17.01 Bagan 2, Laquer-work, Shwezigon pagoda, markets and villages
Buddhist monuments in Myanmar fall into 2 basic styles – solid pagodas and hollow pagodas. Solid pagodas are solid conical structures with a central treasure vault below. Hollow pagodas are built with a hollow chamber in the centre where pilgrims can enter to worship or meditate. Shwezigon Pagoda with its golden stupa is the most important pagoda in Bagan. It was built in 1057 AD as a centre of prayer and reflection by King Anawrahta, the founder of the first Bagan dynasty. The Shwezigon is the prototype for all later Myanmar stupas.

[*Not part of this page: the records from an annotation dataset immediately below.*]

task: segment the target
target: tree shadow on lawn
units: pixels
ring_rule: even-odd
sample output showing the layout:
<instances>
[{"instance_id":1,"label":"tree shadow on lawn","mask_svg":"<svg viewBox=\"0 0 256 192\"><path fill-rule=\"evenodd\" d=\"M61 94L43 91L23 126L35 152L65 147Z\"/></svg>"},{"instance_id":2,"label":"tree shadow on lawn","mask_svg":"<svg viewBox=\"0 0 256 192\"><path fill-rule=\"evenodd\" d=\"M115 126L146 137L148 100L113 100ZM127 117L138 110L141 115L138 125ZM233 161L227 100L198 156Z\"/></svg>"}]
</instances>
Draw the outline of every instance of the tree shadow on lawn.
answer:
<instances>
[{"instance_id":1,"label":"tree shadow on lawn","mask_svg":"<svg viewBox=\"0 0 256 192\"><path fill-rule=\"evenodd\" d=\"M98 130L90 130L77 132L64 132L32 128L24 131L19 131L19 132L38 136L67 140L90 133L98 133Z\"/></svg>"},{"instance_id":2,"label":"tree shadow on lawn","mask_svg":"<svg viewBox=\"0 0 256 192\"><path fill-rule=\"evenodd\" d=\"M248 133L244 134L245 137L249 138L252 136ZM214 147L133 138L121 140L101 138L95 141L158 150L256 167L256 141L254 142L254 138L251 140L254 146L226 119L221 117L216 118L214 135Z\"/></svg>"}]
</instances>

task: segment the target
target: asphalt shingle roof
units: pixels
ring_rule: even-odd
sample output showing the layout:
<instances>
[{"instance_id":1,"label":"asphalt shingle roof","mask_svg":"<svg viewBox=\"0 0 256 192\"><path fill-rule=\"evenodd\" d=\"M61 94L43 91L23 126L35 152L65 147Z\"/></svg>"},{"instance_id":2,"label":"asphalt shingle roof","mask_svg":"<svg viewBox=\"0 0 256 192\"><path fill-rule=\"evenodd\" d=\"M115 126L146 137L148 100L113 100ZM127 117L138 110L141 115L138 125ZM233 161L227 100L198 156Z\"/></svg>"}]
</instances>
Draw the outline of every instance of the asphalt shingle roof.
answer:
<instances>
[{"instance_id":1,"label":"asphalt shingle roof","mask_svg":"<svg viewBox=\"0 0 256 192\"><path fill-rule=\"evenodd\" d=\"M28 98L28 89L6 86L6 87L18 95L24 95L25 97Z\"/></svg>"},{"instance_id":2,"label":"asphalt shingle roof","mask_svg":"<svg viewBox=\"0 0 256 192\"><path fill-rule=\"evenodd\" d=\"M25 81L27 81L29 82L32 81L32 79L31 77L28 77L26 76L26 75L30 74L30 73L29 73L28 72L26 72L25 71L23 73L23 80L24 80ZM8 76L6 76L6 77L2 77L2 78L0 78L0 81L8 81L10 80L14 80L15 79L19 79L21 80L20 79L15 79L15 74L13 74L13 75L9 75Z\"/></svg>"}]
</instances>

Nobody elected to take part in the planned sunrise viewing excursion, because of the weather forecast. It had rained quite heavily in the night. Nevertheless we started at 8.00 with a visit to a lacquer-work factory in nearby Myinkaba, the Shwezigon pagoda, Nyaung U market and Minnanthu and West Pwasaw villages. The latter were more or less attuned to tourists, which one can view positively or otherwise. They are of course keen to receive some remuneration for posing for out photographs.
In the afternoon there was more sightseeing, Thisawadi pagoda, and an attempt to see the sunset from the top of Pyathada pagoda, which of course did not really happen. We were lucky though with the unexpected appearance of a large heard of cows and goats just before we arrived there and they were also visible later from the vantage point of the pagoda.